The Economist has an article on the evolution of FDA regulation of pharmaceutical treatments. Brining a drug to market costs billions of dollars. FDA commissioner Scott Gottlieb aims to cut this cost by expediting the drug approval process in three key ways.
First, he wants the agency to rethink how much information the FDA demands at an early stage. For example, with better models of a drug’s toxicity, it could be tested in animals later in the process rather than at the outset.
Lowering development cost is not just a give-away to big Pharma; lowering drug development cost would incentivize more investment in R&D and likely help bring new drugs to market.
The second area where FDA is changing is considering allowing for adaptive trial designs. This approach has already been used to test some oncology treatments. Adaptive trial designs…

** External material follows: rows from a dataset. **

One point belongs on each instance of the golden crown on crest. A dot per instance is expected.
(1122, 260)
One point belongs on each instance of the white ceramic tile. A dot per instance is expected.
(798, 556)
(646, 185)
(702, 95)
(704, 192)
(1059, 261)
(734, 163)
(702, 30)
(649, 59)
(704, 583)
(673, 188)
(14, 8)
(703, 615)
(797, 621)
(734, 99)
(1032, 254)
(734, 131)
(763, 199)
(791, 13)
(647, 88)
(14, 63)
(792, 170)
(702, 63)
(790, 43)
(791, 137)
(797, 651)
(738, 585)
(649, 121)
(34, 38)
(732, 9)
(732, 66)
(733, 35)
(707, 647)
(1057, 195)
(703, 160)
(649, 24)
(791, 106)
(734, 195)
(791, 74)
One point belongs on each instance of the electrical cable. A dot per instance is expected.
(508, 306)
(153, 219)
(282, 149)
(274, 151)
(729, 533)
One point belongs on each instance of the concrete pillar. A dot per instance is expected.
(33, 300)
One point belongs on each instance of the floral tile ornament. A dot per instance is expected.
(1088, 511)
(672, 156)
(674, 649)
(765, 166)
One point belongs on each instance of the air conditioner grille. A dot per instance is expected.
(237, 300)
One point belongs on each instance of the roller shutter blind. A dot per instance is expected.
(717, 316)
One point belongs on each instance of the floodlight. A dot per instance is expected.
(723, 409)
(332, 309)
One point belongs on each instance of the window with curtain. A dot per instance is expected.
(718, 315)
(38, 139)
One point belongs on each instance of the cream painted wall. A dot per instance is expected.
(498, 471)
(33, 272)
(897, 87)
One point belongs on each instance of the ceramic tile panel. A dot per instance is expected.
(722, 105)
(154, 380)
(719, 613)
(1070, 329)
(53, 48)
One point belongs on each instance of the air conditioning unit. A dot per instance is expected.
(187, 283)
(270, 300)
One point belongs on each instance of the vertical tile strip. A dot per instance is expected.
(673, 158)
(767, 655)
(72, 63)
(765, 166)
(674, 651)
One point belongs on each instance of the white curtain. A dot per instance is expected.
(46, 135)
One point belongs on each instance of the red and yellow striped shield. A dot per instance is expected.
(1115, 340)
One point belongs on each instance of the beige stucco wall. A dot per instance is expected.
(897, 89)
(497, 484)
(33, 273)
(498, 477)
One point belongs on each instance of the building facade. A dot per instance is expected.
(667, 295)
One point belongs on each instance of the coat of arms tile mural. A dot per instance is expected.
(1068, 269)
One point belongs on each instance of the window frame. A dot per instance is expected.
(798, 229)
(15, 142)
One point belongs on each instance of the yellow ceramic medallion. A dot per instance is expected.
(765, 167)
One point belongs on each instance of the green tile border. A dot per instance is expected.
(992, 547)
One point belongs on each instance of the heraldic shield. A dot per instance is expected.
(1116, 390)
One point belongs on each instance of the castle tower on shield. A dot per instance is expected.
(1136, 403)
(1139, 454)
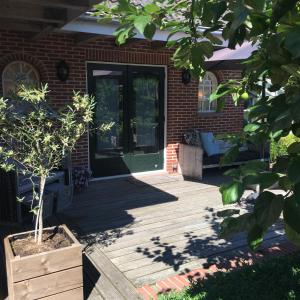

…may involve doing away with the traditional hard boundaries of the drug-testing process (known as phases 1, 2 and 3). Instead, trials constantly adapt by expanding and shrinking cohorts of patients depending on their response to treatment. This makes the process more efficient. The agency is also open to the inclusion of non-trial data (from wearables or patient records, say).
The FDA’s third area of reform is considering the use of surrogate trial endpoints. Treatments for oncology already use these surrogate endpoints. For instance, rather than measuring a drug’s effect on overall survival, many clinical trials for cancer treatment use surrogate endpoints like progression-free survival (PFS) or time-to-progression (TTP). My own research has shown the relationship between these surrogate endpoints and overall survival in the real-world for multiple tumor types. The FDA is considering more use of surrogate and biomarker endpoints for clinical trials in other diseases, such as Alzheimer’s.
Interesting developments and we will see how these play out in practice.